This section aims to provide interesting and informative tutorials and demonstrations on the way we're approaching speech recognition and synthesis here at CSLU.
The section on building spoken dialogue systems gives a complete tutorial of the CSLU Toolkit's Rapid Application Developer (RAD). RAD is the Toolkit's high-level application developer. RAD's easy-to-use graphical authoring environment enables users to rapidly design and test spoken dialogue systems. It seamlessly integrates the core technologies of facial animation, speech recognition and understanding, and speech synthesis with other useful features such as word-spotting, barge-in, dialogue repair, telephone and microphone interfaces, and open-microphone capability.

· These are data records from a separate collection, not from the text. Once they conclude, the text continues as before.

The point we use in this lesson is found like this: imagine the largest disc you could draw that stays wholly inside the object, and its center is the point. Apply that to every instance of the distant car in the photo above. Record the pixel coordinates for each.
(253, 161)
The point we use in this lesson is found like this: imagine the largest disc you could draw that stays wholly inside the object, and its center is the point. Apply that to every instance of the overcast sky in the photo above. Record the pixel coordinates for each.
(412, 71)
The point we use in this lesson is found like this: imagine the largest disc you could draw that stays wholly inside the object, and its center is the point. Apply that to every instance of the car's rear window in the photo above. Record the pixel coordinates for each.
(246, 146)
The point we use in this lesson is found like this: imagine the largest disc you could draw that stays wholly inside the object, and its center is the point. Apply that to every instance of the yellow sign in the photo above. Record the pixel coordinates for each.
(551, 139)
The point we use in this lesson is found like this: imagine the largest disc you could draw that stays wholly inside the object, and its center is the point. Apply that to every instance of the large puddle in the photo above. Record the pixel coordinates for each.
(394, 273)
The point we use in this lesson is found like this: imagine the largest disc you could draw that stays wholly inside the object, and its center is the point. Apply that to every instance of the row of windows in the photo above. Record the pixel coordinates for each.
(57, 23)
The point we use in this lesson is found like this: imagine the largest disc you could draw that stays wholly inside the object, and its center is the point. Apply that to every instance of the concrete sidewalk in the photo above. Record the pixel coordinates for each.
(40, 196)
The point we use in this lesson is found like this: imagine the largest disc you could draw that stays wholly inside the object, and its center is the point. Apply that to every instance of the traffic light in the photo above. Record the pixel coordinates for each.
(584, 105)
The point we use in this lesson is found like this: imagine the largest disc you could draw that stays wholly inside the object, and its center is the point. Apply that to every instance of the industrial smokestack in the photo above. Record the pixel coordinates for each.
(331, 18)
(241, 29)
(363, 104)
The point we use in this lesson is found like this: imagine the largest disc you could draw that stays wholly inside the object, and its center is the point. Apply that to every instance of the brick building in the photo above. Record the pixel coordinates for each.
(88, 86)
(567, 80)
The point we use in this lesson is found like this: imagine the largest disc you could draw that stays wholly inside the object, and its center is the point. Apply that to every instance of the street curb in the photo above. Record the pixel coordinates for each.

The section on natural-language understanding gives a tutorial on our robust natural-language parser called PROFER (Predictive, RObust, Finite-state parsER).
The section on spectrogram reading illustrates that it is possible to "read" speech using a visual display of the speech signal. This provides a basis for understanding the spectral-domain features used by nearly all speech recognition systems, as well as illustrating why speech recognition is considered so difficult.
The section on speech recognition contains several tutorials. The first is on how neural-network based speech recognition is performed. Next, there is an HTML-based tutorial on how to build a hybrid HMM/ANN based speech recognizer using the Toolkit. There is also a postscript-format tutorial on how to build either an HMM-based or a HMM/ANN-based speech recognizer using the Toolkit. Data for going through these tutorials is available in a ZIP file, and data files necessary for going through the postscript-format tutorial are split into two files: one for the files necessary for the HMM tutorial and the other for the files necessary for the HMM/ANN tutorial.
The section on Text-to-Speech provides a link to the text-to-speech (TTS) demos developed by the CSLU TTS group, which include an interactive speech synthesis demo, where the user can type in any text and hear the synthesizer's output, the Singing Voice Synthesis demo, and a demonstration of voice conversion.
We also encourage researchers to check out PSL Tools, developed by the Perceptual Sciences Laboratory at the University of California, Santa Cruz. PSL Tools provides a set of tools for designing, conducting and analyzing the results of perceptual experiments. It allows users to manipulate auditory and visual stimuli for perceptual experiments; design interactive protocols for multi-media data presentation and multi-modal data capture; transcribe and analyze subjects' responses; perform statistical analyses; and summarize and display results using the Toolkit's visualization tools.